Transition of IANA stewardship

Coming up with a names community proposal is hard: While numbers and protocols have done their draft proposals (the Internet numbers community has submitted its proposal for future stewardship of the number-related IANA functions to the IANA Stewardship Transition Coordination Group. This proposal, and the counterpart proposal regarding the IANA protocol parameter registries developed within the Internet Engineering Task Force (IETF), were discussed in various ICANN 52 sessions) the domain names world has proved much harder.This is partly because ICANN is the policy forum for the domain name sector and also operates the IANA functions. Numbers and protocols are separate, so there’s an arms length relationship.

Lawrence E. Strickling
Larry Strickling

Assistant Secretary for Communications and Information and NTIA Administrator Lawrence E. Strickling, said he’s seen constructive progress though. “I was pleased to see the amount of energy and professionalism exhibited by the nearly 1800 participants at the ICANN meeting. The Internet’s stakeholders are driving this transition and are demonstrating that businesses, technical experts, and civil society groups are best equipped to set the future direction of the Internet.  Under this multistakeholder model, no one party can control the Internet or impose its will. And that’s what’s enabled the Internet to flourish and evolve into this global medium that has torn down barriers to free speech and fueled economic growth and innovation.

 It is so important that we get this transition right. If it doesn’t take place, we will embolden authoritarian regimes to seek greater government control of the Internet or to threaten to fragment the Internet, which would result in a global patchwork of regulations and rules that stifle the free flow of information.”

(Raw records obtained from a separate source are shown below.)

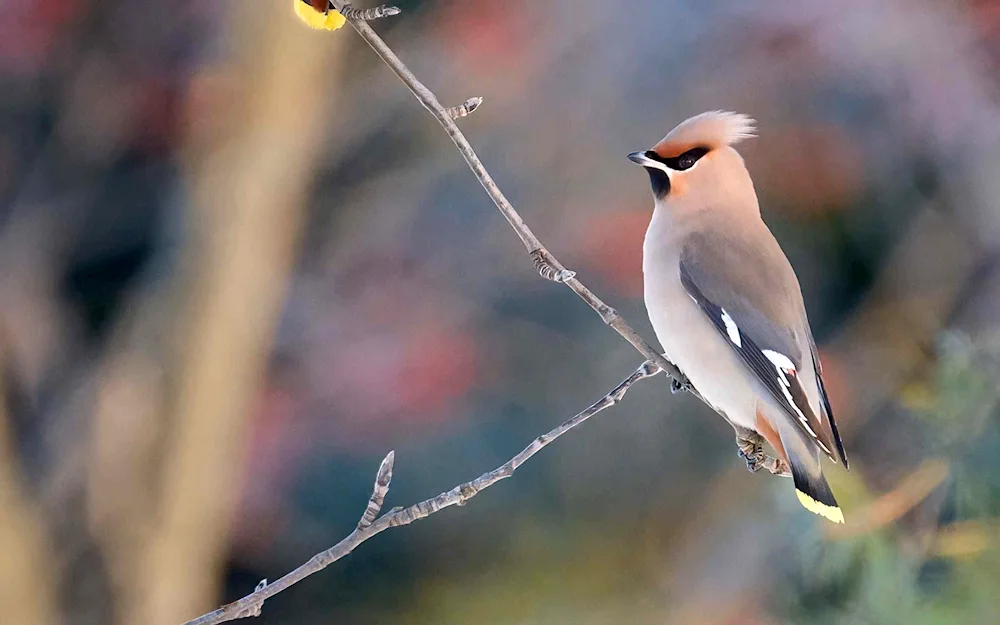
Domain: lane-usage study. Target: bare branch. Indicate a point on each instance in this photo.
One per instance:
(465, 108)
(367, 15)
(547, 263)
(549, 268)
(250, 605)
(382, 480)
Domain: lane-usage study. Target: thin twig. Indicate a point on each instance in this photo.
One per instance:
(368, 15)
(465, 108)
(549, 266)
(250, 605)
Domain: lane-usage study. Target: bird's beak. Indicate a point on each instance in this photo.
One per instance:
(644, 159)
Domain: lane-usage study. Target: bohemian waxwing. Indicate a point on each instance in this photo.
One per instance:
(725, 302)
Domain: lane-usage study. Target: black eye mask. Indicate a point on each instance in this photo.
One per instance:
(684, 161)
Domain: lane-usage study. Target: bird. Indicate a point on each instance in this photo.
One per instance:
(726, 305)
(317, 14)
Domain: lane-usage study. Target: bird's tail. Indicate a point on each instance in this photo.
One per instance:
(810, 486)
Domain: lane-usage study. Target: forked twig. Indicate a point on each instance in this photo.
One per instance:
(549, 268)
(371, 524)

Some say there is friction between the Government Advisory Committee (GAC) and other stakeholders.  Brian J Winterfeldt, head of the internet practice at Katten Muchin Rosenman, observed friction between the CCWG and GAC. While the CCWG has focused specifically on the names and country codes found on the International Standards Organisation (ISO) 3166-1 list, the GAC’s focus is wider and there was a concern expressed that the two were overlapping. For her part, Olga Cavalli, the GAC representative from Argentina, responded that the two work streams are complementary – each offering a different perspective.

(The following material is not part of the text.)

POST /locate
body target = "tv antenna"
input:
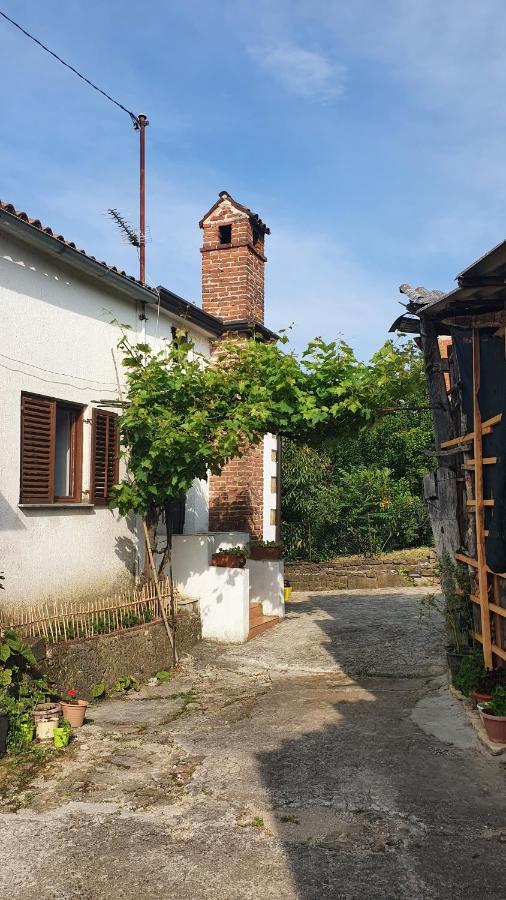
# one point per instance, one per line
(140, 124)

Providing an update to the IPC today, Heather Forrest, co-chair of the cross-community working group (CCWG) on use of country/territory names as TLDs, expressed frustration that the CCWG’s “engagement with the GAC has been fairly combative”, and lamented the lack of liaison on the issue: “[For instance] the GAC is representing its proposal on geographic names and a panel had been convened with four invitees – with not a single stakeholder group included in the list of invitations, and this is concerning. In the GNSO council there was a fair amount of consternation at this and at a face-to-face discussion this week I simply asked why we weren’t invited. This has resulted in an invitation but my point was really that I wanted the GNSO represented.”

Stakeholders have organized two major work streams to develop the overall plan:  one group is focused on the specifics of the IANA functions and the second is addressing questions of the overall accountability of ICANN to the global community of Internet stakeholders.  These  discussions are open to all so if you have a point of view, please use the links above to be heard.